Glad it was helpful! These are problems everyone can be watching for!
Hi Lisa: Thank you for the great post. I'm still honing my deep POV skills and this is so useful!
Awesome! Are you enjoying deep POV or finding it a slog?
This need for emotion on the page is true even when the POV isn't deep. The hardest part about it for me is trusting the reader to get it. I think reader age comes into play here too. I write for kids and teens who may not have the experience with certain emotional cues. This is where a critique partner comes in. If the adults don't get it, possibly a kid won't either. (Some things, the kids will get more than the adults.)
Yes - less so for YA but definitely for MG for sure. However, kids are great observers. They pic up on body language cues pretty quickly even if they can’t articulate what they’re taking in.
Very nice Lisa. Good hints. Must deep POV always be about emotion? "My mind flooded with possible rejoinders. 'Yes,' 'maybe,' 'impossible.' Which one to choose?"
Deep POV isn’t about emotion. Any viewpoint done well can get curious about and compellingly explore emotions in a story. The difference is how immersive is the character’s emotional journey? How much do you employ the author/narrator voice to do that? Deep POV wants to completely remove the author/narrator voice.

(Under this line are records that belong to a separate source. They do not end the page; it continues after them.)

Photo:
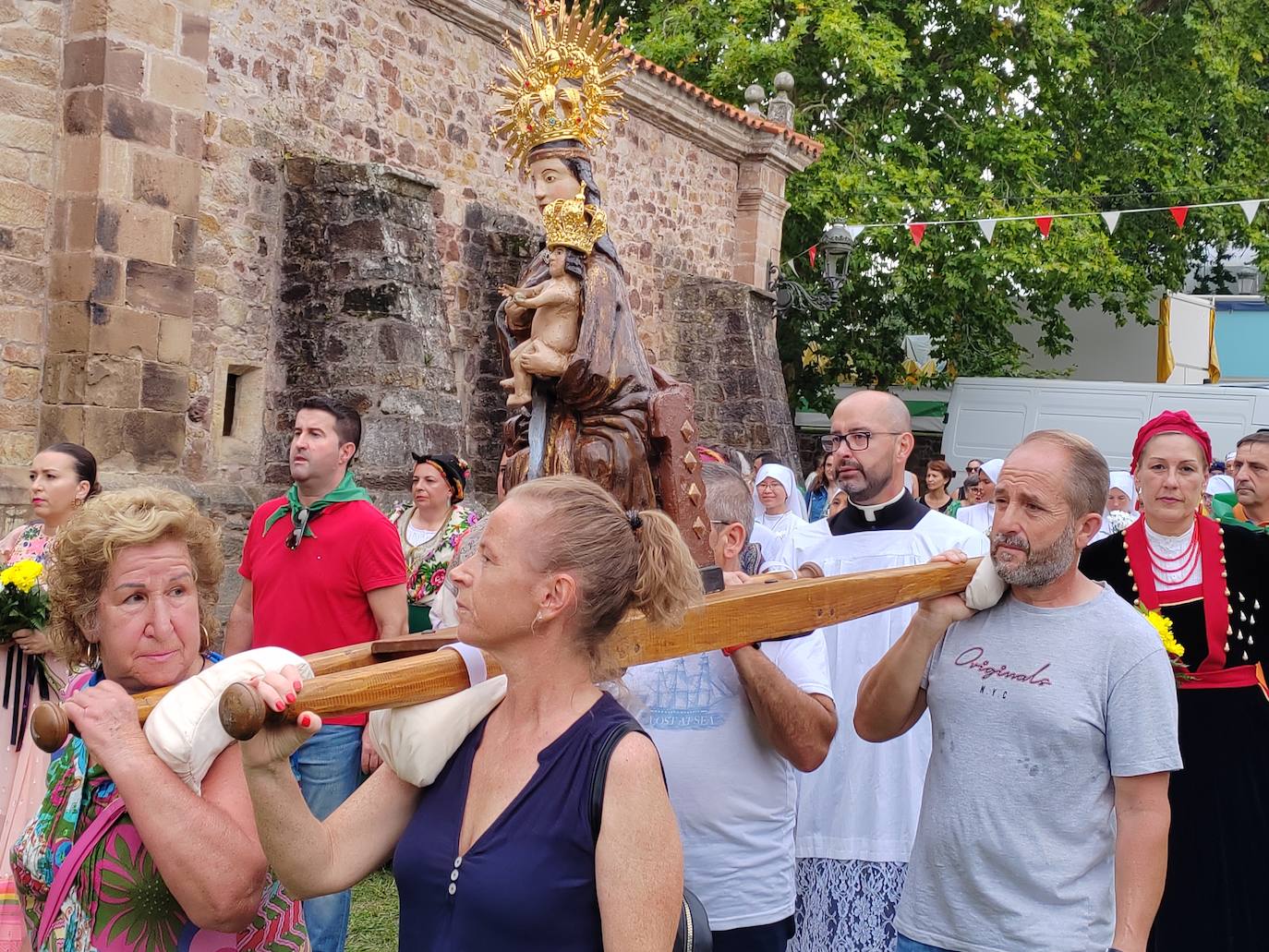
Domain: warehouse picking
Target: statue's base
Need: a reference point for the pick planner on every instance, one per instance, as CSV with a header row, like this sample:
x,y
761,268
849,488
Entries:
x,y
711,576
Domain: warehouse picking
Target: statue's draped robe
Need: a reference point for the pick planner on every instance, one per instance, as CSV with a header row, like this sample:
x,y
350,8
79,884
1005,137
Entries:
x,y
598,410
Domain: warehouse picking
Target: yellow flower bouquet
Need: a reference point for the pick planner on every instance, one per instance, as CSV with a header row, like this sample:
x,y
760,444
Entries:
x,y
23,602
1176,650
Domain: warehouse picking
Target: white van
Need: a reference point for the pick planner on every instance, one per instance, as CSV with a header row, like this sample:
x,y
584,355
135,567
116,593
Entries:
x,y
987,416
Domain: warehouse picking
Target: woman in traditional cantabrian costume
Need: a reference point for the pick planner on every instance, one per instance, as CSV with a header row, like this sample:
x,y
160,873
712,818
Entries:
x,y
1211,582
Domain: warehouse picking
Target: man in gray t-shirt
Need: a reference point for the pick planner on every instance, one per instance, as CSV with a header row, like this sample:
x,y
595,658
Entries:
x,y
1054,716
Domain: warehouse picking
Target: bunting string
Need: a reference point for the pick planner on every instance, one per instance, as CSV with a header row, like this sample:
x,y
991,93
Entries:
x,y
1044,223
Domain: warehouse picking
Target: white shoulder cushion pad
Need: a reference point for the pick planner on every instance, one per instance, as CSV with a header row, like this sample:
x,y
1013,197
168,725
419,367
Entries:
x,y
417,741
184,729
986,588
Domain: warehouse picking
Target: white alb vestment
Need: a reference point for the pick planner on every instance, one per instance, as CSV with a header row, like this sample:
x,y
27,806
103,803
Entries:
x,y
864,802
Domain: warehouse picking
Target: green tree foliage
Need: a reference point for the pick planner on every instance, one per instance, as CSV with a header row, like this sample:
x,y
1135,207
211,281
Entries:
x,y
969,109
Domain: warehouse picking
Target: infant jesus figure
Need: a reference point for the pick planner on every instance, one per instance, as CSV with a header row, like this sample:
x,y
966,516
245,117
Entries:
x,y
573,229
556,305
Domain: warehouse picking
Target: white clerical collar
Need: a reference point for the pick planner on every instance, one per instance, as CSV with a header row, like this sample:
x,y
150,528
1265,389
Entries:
x,y
871,511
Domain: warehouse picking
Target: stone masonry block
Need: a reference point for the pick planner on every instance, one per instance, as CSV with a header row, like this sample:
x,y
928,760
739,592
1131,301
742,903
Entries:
x,y
17,448
160,287
148,20
22,205
68,326
163,387
125,331
136,119
135,230
24,99
178,83
112,381
64,379
155,440
125,67
79,164
84,63
20,324
28,135
60,424
19,383
80,225
166,180
175,336
193,36
81,112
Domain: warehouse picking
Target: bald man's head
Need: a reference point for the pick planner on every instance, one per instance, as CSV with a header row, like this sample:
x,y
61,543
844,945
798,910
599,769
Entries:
x,y
888,410
875,474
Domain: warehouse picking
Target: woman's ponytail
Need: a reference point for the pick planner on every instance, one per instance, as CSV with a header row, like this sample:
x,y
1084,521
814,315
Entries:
x,y
669,582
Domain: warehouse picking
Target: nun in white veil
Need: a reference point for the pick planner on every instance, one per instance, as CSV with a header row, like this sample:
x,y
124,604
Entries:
x,y
981,514
780,508
1120,509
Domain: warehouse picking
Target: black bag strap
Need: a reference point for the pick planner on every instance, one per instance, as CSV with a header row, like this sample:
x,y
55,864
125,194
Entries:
x,y
693,934
599,769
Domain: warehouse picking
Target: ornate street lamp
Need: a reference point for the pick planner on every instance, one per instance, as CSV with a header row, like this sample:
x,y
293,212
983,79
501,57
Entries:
x,y
835,245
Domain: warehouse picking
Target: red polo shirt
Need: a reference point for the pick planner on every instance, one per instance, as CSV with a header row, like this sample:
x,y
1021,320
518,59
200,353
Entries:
x,y
312,598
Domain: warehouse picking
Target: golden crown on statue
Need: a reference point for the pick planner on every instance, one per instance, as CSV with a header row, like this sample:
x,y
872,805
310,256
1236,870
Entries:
x,y
563,81
574,223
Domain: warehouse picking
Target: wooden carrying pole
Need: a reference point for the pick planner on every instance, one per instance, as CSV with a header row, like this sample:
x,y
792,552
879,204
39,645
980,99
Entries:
x,y
50,726
725,619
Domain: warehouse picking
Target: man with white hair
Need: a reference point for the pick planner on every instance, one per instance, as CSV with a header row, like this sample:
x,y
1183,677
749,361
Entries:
x,y
857,813
1045,817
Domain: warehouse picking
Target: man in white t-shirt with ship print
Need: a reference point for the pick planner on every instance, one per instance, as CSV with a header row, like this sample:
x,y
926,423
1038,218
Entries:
x,y
732,729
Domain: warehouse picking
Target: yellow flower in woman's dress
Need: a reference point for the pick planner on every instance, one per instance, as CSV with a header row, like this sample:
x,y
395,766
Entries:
x,y
22,575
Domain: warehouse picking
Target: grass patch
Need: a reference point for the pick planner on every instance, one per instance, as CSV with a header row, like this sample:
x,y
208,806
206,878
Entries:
x,y
372,925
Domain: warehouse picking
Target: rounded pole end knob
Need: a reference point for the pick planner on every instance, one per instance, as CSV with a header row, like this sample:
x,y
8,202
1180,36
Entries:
x,y
50,726
241,711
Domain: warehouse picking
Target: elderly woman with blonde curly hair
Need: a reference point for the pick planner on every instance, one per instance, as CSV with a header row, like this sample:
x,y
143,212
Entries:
x,y
123,854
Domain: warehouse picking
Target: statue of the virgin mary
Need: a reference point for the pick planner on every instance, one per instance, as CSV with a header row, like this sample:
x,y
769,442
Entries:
x,y
590,409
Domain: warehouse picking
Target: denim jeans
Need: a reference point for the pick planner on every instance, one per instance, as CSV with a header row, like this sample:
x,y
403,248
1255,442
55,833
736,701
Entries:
x,y
329,768
906,945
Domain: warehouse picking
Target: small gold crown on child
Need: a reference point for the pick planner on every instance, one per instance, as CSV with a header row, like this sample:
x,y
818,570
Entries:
x,y
574,223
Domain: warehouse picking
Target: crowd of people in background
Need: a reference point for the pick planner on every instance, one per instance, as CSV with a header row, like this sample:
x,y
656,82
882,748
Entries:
x,y
823,792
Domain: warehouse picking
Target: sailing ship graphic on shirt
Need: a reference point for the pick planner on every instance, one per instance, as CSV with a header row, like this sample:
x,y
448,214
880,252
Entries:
x,y
688,696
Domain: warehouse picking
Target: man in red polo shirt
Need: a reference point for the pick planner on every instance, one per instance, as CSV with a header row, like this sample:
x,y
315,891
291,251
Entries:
x,y
322,568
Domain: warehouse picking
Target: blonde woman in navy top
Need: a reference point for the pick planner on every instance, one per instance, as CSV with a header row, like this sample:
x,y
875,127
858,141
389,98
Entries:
x,y
499,850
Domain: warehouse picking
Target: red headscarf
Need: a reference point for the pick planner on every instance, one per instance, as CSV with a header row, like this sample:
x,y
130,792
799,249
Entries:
x,y
1171,422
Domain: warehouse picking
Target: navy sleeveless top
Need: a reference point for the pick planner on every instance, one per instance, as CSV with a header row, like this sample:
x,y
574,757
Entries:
x,y
528,883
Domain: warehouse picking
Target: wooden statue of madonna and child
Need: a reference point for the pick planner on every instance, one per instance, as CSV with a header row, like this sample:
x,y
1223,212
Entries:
x,y
583,393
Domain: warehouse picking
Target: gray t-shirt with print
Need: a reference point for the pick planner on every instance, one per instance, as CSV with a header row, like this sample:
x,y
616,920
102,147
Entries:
x,y
1033,711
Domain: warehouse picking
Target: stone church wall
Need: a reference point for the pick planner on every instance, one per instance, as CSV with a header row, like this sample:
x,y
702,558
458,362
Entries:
x,y
211,209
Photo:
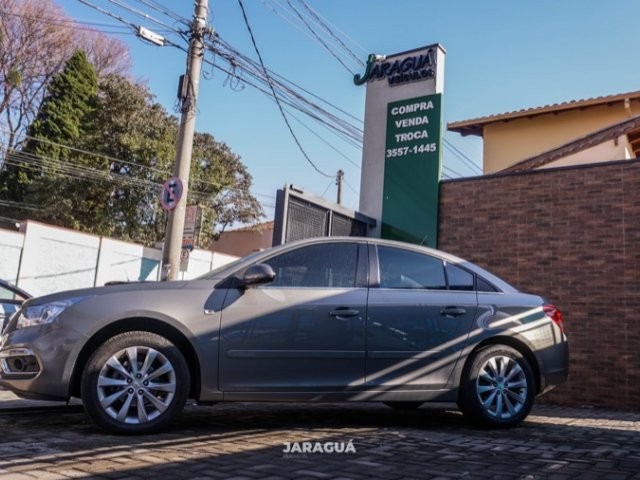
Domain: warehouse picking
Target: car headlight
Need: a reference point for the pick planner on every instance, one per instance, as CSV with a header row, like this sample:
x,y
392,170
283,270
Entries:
x,y
45,313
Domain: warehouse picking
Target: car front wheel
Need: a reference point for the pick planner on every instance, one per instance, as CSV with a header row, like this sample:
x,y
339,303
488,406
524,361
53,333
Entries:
x,y
499,387
135,383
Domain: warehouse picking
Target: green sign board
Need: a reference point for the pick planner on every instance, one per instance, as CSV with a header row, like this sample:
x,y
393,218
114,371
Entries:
x,y
413,163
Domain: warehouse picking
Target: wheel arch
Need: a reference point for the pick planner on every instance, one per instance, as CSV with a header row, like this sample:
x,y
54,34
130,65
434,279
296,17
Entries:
x,y
146,324
519,345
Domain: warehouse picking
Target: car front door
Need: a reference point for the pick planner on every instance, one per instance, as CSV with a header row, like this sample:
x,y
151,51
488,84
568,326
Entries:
x,y
302,331
419,318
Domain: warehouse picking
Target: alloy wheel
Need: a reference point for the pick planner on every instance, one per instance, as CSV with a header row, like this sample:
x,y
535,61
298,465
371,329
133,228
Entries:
x,y
136,385
501,387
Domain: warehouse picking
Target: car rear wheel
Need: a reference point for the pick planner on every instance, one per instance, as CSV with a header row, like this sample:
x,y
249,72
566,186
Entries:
x,y
135,383
499,387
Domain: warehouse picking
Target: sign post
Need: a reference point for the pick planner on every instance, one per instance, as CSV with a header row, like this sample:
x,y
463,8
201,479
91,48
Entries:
x,y
402,151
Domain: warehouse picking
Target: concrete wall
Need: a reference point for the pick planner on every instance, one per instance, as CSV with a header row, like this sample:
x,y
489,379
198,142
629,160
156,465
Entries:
x,y
508,142
43,259
244,241
573,236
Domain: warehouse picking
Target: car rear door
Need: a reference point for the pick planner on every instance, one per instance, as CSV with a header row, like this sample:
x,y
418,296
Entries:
x,y
420,313
303,331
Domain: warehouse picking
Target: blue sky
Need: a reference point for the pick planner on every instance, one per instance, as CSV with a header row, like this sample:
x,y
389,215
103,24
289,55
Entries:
x,y
501,56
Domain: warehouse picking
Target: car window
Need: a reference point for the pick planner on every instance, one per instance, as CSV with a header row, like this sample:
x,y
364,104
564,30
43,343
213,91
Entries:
x,y
325,265
9,294
459,278
411,270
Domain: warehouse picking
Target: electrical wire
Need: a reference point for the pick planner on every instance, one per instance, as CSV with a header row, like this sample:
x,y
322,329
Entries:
x,y
284,116
73,24
324,24
92,172
470,163
144,15
317,37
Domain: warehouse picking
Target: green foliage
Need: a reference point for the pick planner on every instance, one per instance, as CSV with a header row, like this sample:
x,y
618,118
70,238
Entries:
x,y
33,175
114,190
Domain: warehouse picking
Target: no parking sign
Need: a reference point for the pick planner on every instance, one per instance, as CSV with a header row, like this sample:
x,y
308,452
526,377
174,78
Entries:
x,y
171,193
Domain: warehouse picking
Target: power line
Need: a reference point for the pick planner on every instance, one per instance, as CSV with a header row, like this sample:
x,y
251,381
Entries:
x,y
470,163
317,37
64,23
144,15
284,116
328,29
169,13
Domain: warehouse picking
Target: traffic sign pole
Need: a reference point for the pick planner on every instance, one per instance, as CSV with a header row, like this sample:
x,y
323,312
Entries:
x,y
175,223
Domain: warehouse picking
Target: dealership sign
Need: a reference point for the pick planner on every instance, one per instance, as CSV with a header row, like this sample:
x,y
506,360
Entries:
x,y
408,69
402,161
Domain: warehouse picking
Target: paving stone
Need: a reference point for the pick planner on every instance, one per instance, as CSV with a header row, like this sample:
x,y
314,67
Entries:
x,y
246,442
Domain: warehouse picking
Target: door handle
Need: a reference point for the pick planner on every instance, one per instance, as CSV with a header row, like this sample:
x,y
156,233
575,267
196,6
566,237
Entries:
x,y
453,311
344,313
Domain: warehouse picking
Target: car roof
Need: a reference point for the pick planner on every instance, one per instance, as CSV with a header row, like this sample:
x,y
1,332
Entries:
x,y
486,275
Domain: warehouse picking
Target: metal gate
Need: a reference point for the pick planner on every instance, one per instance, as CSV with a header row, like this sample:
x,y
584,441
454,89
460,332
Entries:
x,y
300,215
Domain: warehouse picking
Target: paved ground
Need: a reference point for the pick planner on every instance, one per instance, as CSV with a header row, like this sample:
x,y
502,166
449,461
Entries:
x,y
246,441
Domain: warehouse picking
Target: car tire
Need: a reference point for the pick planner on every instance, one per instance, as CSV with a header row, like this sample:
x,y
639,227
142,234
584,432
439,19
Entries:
x,y
135,397
498,387
404,405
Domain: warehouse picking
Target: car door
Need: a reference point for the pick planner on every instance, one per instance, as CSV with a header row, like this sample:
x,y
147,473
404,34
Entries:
x,y
302,331
420,313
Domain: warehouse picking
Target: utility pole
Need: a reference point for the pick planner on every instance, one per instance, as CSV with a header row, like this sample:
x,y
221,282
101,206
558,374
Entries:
x,y
189,85
339,179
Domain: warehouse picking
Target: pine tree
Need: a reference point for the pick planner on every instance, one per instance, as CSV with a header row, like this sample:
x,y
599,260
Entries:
x,y
41,174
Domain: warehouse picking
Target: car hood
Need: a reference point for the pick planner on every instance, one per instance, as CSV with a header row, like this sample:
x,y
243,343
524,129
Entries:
x,y
106,290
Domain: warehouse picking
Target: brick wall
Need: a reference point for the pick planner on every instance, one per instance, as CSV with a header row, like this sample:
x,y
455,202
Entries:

This post really clarified for me why so many newer writers struggle with Deep POV. I was in that group that initially learned more about three-act structure and pretty sentences than they did about emotion on the page. It's like how an oncologist only sees cancer because that's what they're looking for.
The training to get emotion onto the page didn't come until almost two decades after I started writing. Deep POV got easier at that point, because I could finally see how to do it.
Yes. It’s not about the kind of story you want to tell, the genre, first or third person or past or present tense. The learning curve is capturing the lived experience of the character immersively.
great advice
Wow! Wow! Wow!
Thank you, Lisa.
I can get my writing into Deep POV, but staying there, building a more solid arc to get there, has always been my challenge. You succinctly hit the head on the proverbial nail on each of your points. THANK YOU! THANK YOU! THANK YOU!